We've been told all along that self-driving cars are safer that today's human-powered vehicles. By eliminating human error, these autonomous vehicles are expected to drastically reduce the number of auto accidents on public roadways.
What you might be surprised to learn, however, is that some of these cars are being programmed to break the law by speeding. How can that be safe?
As Google lead software engineer Dmitri Dolgov told Reuters during a recent interview, their autonomous car is programmed to stay within the speed limit most of the time. But when the traffic around you is exceeding the speed limit, it can actually be dangerous to maintain the slower (legal) speed.
Under such conditions, Google has programmed its self-driving car to go up to 10 mph above the speed limit to better keep pace with traffic.
While I can certainly see the logic behind the decision, it also opens up a whole new can of worms as it relates to self-driving cars.
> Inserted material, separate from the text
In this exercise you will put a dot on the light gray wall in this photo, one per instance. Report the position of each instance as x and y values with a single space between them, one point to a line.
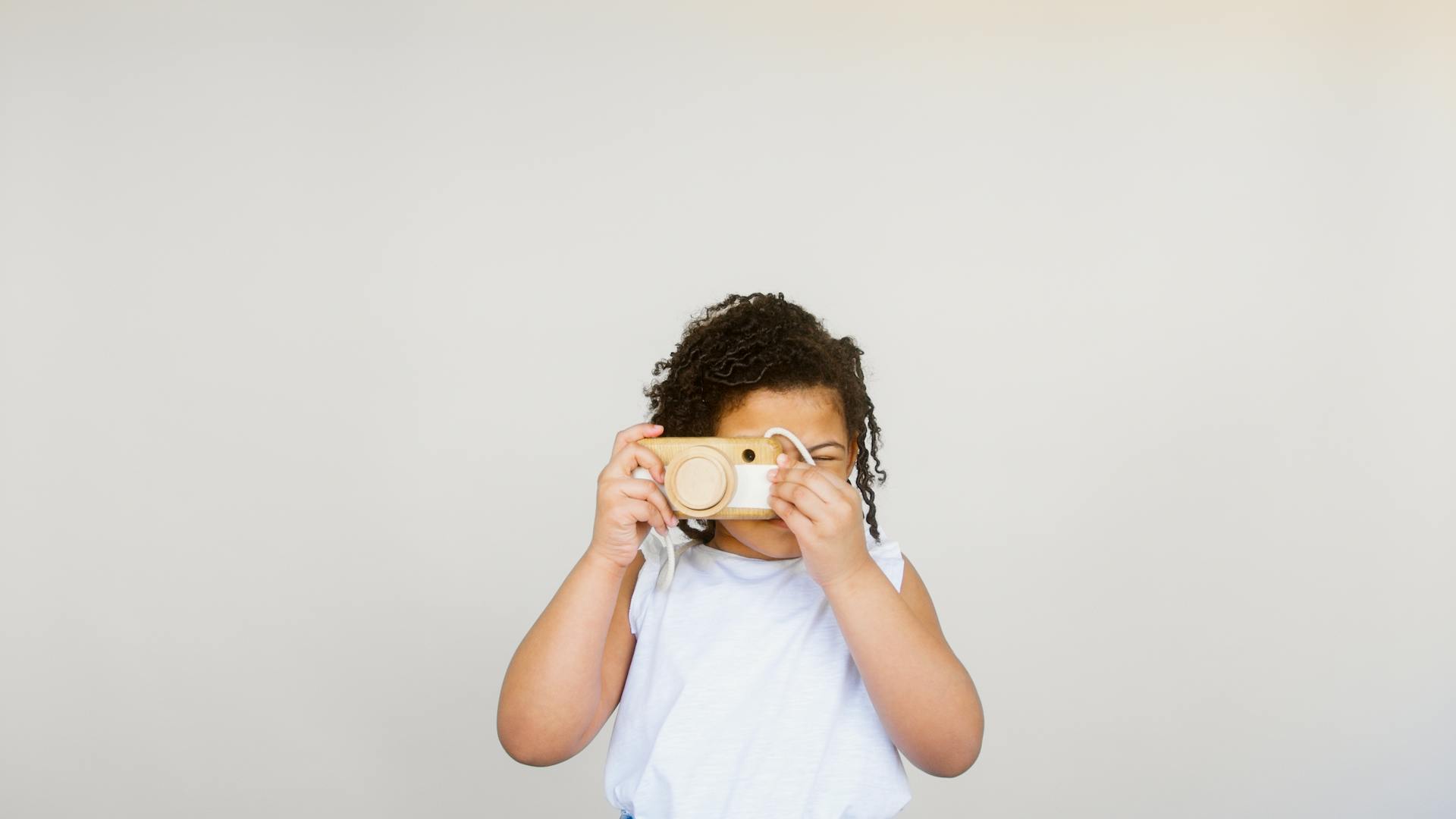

For example, if you're caught speeding in your autonomous car, who pays the fine? You? The auto maker? The software company that programmed the car? Is it simply waived off?
Along the same line of thinking, who is liable in the event of an auto accident involving a self-driving vehicle? Maybe it's the person in the non-autonomous car? One could argue that it's their human error that caused the accident in the first place.
As you can clearly see, there are still a ton of unanswered questions as it relates to autonomous cars that'll eventually need to be figured out before the technology goes mainstream. Let's just hope these legal issues don't end up permanently sidelining the movement as a whole.